Nation

La CENI partage son programme électoral avec les responsables des médias

Le président de la CENI, Abbé Apollinaire Malumalu
Le président de la CENI, Abbé Apollinaire Malumalu
Éclairer la lanterne des RD-Congolais sur son projet de feuille de route. C’est la mission que s’est octroyée la Commission électorale nationale indépendante -CENI- depuis un moment. Après avoir reçu les associations des jeunes, le samedi 21 février 2014, et les organisations partenaires de la Société civile, les lundi 24 et mardi 25 février 2014, elle poursuit sa lancée.
Hier jeudi 27 février, l’Abbé Apollinaire Malumalu, président de la CENI, accompagné de Lambert Mende Omalanga, ministre des Médias, chargé des Relations avec le Parlement et de la Nouvelle citoyenneté et Porte-parole du gouvernement ainsi que l’abbé Bahala, président du CSAC, ont animé le cadre des concertations des élections «Médias et élection» dans la Maison des élections sise au deuxième niveau de l’ex-immeuble Kin-Maziere.
Il est 14 heures 40’ lorsque le président de la CENI rentre dans la salle en compagnie de l’abbé Bahala et du président de l’UNPC. L’assistance composée en grande partie des professionnels des Médias se lève pour entonner l’hymne national, le «Débout Congolais». Par la suite, c’est Jean Pierre Kalamba, rapporteur de la centrale électorale qui prend la parole pour circonscrire l’événement.
Dans son mot, le rapporteur de la CENI insiste plus sur l’utilité de la presse dans le bon déroulement du processus électoral. «L’implication des médias dans le processus électorale est décisive. Les médias sont un facteur de crédibilisations de ce dernier», a-t-il affirmé. Et Kalamba de marteler sur un point: «Nous devons travailler pour des élections libres et réussies sans inféoder les médias ni empiéter sur l’indépendance de la CENI».  Perspicace.
De son côté, l’abbé Bahala, le deuxième à prononcer un mot, s’est dit honoré d’être à la fois témoin et acteur de ce bel exercice de la démocratie qu’a entrepris le team Malumalu. Cet exercice consiste à ouvrir la porte des élections aux professionnels des médias afin qu’eux aussi puissent donner leur contribution en ce qui concerne l’organisation des scrutins, particulièrement sur ce qui touche à la couverture et à l’exploitation de l’information électorale.
«Nous avons adhérer volontiers à cette idée de créer une commission ad hoc médias et élections», a déclaré le président du CSAC. Pour lui, l’apport des médias et du CSAC doit contribuer à réduire les contestations qui entourent les élections. Aussi, l’abbé Bahala a renseigné qu’un bureau d’informations électorales sera bientôt mis en place. Celui-ci permettra aux journalistes de se ressourcer et ainsi, ça leur évitera de spéculer.

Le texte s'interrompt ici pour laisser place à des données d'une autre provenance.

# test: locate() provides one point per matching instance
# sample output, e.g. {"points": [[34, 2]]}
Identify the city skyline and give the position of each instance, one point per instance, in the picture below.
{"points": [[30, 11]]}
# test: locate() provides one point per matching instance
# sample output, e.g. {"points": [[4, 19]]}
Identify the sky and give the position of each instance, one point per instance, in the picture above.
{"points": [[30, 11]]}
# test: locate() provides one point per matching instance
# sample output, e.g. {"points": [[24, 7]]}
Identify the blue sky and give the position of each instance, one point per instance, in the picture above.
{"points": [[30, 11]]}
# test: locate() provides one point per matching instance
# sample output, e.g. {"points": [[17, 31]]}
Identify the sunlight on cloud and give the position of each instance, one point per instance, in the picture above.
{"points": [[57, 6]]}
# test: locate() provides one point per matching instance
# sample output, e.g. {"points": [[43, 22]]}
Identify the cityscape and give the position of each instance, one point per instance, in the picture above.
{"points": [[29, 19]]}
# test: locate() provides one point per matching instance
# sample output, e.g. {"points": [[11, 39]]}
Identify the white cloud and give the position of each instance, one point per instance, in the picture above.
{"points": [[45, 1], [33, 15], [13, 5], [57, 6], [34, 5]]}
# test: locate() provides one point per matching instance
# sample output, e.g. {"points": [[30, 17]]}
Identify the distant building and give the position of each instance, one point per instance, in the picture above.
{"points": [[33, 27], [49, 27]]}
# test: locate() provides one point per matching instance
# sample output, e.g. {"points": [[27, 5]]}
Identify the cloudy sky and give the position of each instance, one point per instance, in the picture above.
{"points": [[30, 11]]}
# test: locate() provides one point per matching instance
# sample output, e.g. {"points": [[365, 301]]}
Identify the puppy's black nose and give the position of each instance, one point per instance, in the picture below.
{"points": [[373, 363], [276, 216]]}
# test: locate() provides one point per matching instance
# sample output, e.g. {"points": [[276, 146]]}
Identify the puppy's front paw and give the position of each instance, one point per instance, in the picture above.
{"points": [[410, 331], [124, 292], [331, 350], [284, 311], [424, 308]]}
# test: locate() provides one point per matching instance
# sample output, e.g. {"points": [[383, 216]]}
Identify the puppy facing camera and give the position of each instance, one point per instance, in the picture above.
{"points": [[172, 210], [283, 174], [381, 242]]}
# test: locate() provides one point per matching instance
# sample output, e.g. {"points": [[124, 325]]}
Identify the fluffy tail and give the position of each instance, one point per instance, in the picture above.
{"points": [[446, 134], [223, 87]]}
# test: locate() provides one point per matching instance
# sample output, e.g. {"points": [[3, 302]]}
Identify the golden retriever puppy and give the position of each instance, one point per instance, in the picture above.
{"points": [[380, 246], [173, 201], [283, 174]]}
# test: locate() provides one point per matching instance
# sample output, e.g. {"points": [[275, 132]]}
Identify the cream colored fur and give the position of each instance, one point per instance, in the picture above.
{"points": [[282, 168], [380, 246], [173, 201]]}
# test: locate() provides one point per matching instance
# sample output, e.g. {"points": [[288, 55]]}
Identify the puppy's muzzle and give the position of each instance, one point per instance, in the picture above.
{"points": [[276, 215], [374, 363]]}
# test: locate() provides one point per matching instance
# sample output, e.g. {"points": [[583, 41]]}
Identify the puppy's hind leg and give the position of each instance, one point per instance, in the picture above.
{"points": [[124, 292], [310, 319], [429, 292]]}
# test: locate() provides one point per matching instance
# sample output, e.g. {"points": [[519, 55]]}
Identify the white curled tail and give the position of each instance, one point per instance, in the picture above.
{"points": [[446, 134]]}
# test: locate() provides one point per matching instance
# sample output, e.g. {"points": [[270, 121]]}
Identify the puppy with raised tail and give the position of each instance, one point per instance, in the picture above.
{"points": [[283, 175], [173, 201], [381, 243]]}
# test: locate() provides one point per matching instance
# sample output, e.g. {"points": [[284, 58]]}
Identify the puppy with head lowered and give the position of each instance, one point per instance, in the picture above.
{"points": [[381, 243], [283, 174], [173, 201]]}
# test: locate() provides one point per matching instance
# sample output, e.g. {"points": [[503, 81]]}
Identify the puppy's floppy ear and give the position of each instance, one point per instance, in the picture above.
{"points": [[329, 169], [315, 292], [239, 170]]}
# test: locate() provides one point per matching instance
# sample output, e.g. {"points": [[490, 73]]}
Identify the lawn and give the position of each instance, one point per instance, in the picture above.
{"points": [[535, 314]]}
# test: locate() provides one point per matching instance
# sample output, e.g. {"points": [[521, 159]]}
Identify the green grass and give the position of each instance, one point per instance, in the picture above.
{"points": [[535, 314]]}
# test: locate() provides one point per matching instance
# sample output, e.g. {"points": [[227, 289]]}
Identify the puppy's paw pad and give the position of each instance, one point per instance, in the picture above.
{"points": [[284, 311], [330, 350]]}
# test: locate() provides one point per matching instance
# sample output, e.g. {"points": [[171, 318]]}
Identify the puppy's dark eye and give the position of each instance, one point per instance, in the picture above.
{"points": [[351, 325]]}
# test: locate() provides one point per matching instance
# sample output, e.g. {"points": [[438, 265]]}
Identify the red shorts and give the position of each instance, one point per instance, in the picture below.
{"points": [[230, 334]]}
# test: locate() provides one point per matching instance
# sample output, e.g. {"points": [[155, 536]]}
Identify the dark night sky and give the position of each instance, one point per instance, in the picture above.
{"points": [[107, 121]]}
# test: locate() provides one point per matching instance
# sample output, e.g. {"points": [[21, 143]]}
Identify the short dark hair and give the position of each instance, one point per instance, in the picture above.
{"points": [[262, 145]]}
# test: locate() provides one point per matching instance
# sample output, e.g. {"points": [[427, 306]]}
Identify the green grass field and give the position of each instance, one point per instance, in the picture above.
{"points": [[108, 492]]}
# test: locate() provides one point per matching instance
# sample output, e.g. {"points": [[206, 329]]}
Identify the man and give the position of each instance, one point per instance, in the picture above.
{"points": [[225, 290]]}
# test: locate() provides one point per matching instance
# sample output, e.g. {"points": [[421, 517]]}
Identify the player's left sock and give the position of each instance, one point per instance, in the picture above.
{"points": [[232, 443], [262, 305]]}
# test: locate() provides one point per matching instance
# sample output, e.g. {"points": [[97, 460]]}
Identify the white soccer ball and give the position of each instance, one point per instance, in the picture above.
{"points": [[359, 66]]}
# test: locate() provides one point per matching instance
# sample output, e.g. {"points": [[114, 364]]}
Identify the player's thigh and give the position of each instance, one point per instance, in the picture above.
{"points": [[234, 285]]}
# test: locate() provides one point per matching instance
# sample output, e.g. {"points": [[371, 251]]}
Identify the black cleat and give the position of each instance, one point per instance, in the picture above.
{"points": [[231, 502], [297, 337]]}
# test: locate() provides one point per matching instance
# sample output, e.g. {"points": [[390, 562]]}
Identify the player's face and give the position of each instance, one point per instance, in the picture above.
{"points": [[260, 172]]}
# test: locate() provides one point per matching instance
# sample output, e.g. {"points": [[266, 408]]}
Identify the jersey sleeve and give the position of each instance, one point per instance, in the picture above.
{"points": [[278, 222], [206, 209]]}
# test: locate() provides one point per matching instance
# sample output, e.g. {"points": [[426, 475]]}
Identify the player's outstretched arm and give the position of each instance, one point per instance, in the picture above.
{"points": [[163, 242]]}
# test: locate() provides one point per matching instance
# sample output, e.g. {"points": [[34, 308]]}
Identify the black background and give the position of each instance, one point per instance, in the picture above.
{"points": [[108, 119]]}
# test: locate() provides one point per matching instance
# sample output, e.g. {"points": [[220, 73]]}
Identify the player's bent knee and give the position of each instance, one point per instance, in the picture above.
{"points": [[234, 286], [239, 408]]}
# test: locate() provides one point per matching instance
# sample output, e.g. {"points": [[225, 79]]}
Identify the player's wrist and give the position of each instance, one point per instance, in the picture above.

Trente minutes après, soit à 15 heures 10’, l’abbé Malumalu prend le relai. Avant de procéder à l’explication de la feuille de route, il a, lui aussi, rappelé l’importance de la presse dans le processus électoral. «Votre rôle est important. Il s’agit d’informer afin d’installer un espace public de débat. Ce parce que nous ne sommes pas dans la logique de la pensée unique», a-t-il fait savoir.
Pour ce dernier, ce débat doit avoir comme fondement la vraie information, et non l’intox. Puis est venue la présentation de sa feuille de route. Et comme il en a maintenant pris l’habitude, Malumalu a une fois encore convaincu. La preuve, le débat qui a suivi a, entre autres, plus tablé sur l’aide à la presse promis par le gouvernement depuis plusieurs années déjà. Il s’agit de USD deux millions annuels qui n’ont jamais atteints leurs destinataires.
Commission Médias et élections
Le président de la Centrale électorale a renseigné qu’il va recourir aux structures qui ont en charge les médias pour mettre en place la commission ad hoc «Médias et élections». Ce parce que la presse est un secteur organisé. La CENI va donc travailler avec le ministère des Médias, le CSAC et l’UNPC. En plus, a confié Malumalu, c’est à partir de cette collaboration que les patrons d’organes de presse vont accréditer leurs journalistes à la CENI. Ces derniers bénéficieront des formations en rapports avec l’exercice de leur profession en période électorale. Ce qui sera en fait une sorte de professionnalisation et de spécialisation des chevaliers de la plume en matière électorale.